There are three facades, The Nativity facade to the East, the Passion facade to the West and the Glory facade to the South (still under construction) The Nativity facade was built with the most direct influence from Gaudí. The wars interrupted work on the church and some of Gaudí’s models and plans were destroyed. Work on the church continued in 1954. The Nativity facade is the most highly decorated. The Passion facade is austere with bare bone and harsh straight lines to resemble a skeleton. The Glory facade, started in 2002, will be the principal facade and will have access to the central nave. The roof went under construction in 2009 and the organ was installed in 2010 allowing the still unfinished church to be used for religious services. On November 10, 2010 the church was consecrated as a minor basilica (there already is a cathedral in Barcelona) by Pope Benedict. 56,000 people were there for the Mass with 100 bishops and 300 priests to offer Holy Communion! The spires are yet to be completed, but when they are Sagrada Família, will be the tallest church in the world. They are striving for most of the work to be complete by 2026, one hundred years after Gaudí’s death.
The Passion Facade……
We spent a long time walking around several blocks to take photos of the outside of the church. Well worth it!

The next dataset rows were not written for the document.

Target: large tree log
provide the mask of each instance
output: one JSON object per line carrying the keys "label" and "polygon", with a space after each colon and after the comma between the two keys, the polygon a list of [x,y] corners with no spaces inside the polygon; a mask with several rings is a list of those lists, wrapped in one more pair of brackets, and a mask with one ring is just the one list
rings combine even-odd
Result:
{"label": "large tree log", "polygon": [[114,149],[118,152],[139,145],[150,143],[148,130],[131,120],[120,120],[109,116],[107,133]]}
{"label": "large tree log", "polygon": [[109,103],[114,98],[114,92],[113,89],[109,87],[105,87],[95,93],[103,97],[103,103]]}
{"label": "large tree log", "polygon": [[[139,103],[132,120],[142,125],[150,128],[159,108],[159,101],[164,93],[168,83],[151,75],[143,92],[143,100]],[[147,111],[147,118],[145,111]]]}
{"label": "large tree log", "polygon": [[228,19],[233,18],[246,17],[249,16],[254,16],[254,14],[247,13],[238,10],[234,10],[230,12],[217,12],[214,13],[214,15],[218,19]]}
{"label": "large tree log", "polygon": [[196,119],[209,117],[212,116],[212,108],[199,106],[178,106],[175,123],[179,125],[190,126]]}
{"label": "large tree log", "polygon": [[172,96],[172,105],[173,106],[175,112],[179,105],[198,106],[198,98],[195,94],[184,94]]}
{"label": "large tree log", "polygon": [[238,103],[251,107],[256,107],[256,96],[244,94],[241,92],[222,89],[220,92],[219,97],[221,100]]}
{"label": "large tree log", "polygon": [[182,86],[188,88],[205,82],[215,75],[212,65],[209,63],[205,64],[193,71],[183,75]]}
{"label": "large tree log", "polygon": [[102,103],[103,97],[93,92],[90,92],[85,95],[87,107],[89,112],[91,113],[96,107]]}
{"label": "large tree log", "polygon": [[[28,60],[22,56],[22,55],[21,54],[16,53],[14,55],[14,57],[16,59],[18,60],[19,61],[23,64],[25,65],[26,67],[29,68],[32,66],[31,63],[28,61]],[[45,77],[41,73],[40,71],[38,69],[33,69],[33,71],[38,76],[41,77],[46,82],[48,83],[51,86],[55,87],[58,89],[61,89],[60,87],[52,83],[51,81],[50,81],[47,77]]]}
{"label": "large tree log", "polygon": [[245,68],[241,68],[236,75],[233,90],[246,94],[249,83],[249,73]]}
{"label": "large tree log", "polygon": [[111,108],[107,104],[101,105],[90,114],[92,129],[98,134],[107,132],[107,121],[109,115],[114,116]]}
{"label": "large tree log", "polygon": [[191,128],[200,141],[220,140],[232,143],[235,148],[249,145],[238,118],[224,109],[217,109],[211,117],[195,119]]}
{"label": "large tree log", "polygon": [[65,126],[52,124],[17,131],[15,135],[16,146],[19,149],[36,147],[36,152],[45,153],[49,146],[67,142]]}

Now for the controversies!
Gaudí built a school for the builder’s children to go to, right on the construction site. It had to be moved (but it was preserved) to another location so the work on the church could continue. They needed more room to work!
Since 2013, high speed trains have passed through an underground tunnel beneath the center of Barcelona, right under Sagrada Família! There was a big brouhaha between the engineers and architects to the risk this posed to the church. They agreed there was no guarantee that the tunnel would not affect the stability of the church. The Board of the Sagrada Família and the neighborhood association, AVE, led campaigns against this route to no avail! OMG! What are the city planners thinking?
Construction of Sagrada Família is not supported by any government program or any church sources. Private patrons funded the original stages and money from tickets purchased by tourists now pay for the work. Private donations are accepted through Friends of the Sagrada Fàmília. The construction budget is 25 million euros a year! I hope if you get to Barcelona you will go see this phenomenal work of art!